Sultana was reported to have died in 2016 in an
airstrike on Raqqa, and Begum confirmed this in the interview.
She gave a conflicting account of the so-called
caliphate. “There was so much oppression and corruption that I don’t think they
deserved victory,” she said. However, she added: “I don’t regret coming here.”
Begum said her family had moved down the Euphrates
valley as Isis retreated, eventually ending up in its final stronghold of
Baghuz. But after the deaths of her one-year-old daughter and three-month-old
son in recent months from illness and malnutrition she decided to flee.
She left Baghuz two weeks ago along a three-mile
long corridor east of Baghuz. Her husband surrendered to a group of Syrian
fighters allied to the Syrian Democratic Forces and she has not seen him since,
according to the Times.
She said Sharmeena Begum and Abase were believed to
have remained in Isis’s final stronghold. “I heard from other women only two
weeks ago that the two were still alive in Baghuz,” Shamima Begum said. “But
with all the bombing, I am not sure whether they have survived.

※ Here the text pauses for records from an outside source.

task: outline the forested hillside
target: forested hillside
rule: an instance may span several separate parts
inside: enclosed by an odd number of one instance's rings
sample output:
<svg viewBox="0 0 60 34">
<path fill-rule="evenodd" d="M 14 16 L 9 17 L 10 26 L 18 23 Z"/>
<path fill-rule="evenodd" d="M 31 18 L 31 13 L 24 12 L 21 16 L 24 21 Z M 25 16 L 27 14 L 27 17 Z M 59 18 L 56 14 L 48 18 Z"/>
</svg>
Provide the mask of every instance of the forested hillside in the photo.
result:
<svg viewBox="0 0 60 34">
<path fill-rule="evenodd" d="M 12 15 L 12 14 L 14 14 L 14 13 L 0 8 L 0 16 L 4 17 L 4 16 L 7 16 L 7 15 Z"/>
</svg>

“They were strong … I respect their decision. They
urged patience and endurance in the caliphate and chose to stay behind in
Baghuz. They would be ashamed of me if they survived the bombing and battle to
learn that I had left.”
She added: “But I just want to come home to have my
child. That’s all I want right now. I’ll do anything required just to be able
to come home and live quietly with my child.”
The solicitor who represented Shamima Begum’s family
said she should be allowed to return to Britain and that counter-terrorism
officials should consider treating her as a victim.
Lawyer Tasnime Akunjee said: “I am really grateful
she is alive. Bernard Hogan-Howe when he was Metropolitan police commissioner
said the girls should be treated as victims as long as no evidence emerges that
they committed offences. I would hope that is honoured.
“She has suffered trauma and I hope that she can
come back and put this behind her. Anyone who has lost two children will need a
lot of help.”
The issue of Britons who fled to Isis-controlled
territory is a nightmare for the UK authorities. For those who were engaged in
fighting and terrorism, officials are clear they do not wish them to return.
However, the issue of their dependents and partners
is a trickier issue. Scotland Yard’s counter-terrorism command is understood to
have examined whether Shamima Begum engaged in activity that makes her a danger
to British national security or would constitute an offence that she could be
charged with in the UK.
Shamima Begum’s emergence, pregnant with her third
child, poses a dilemma for the Foreign Office first as to whether she could be
offered consular assistance, and possibly helped out of the camp the Times
found her in.
Ultimately the home secretary, Sajid Javid, would
decide whether she should be allowed back to the UK, were Begum free to do so.
MI5 and MI6, the British intelligence agencies, as
well as counter-terrorism police, will assess what danger she may pose given
her decision to chose to leave the UK and to join Isis.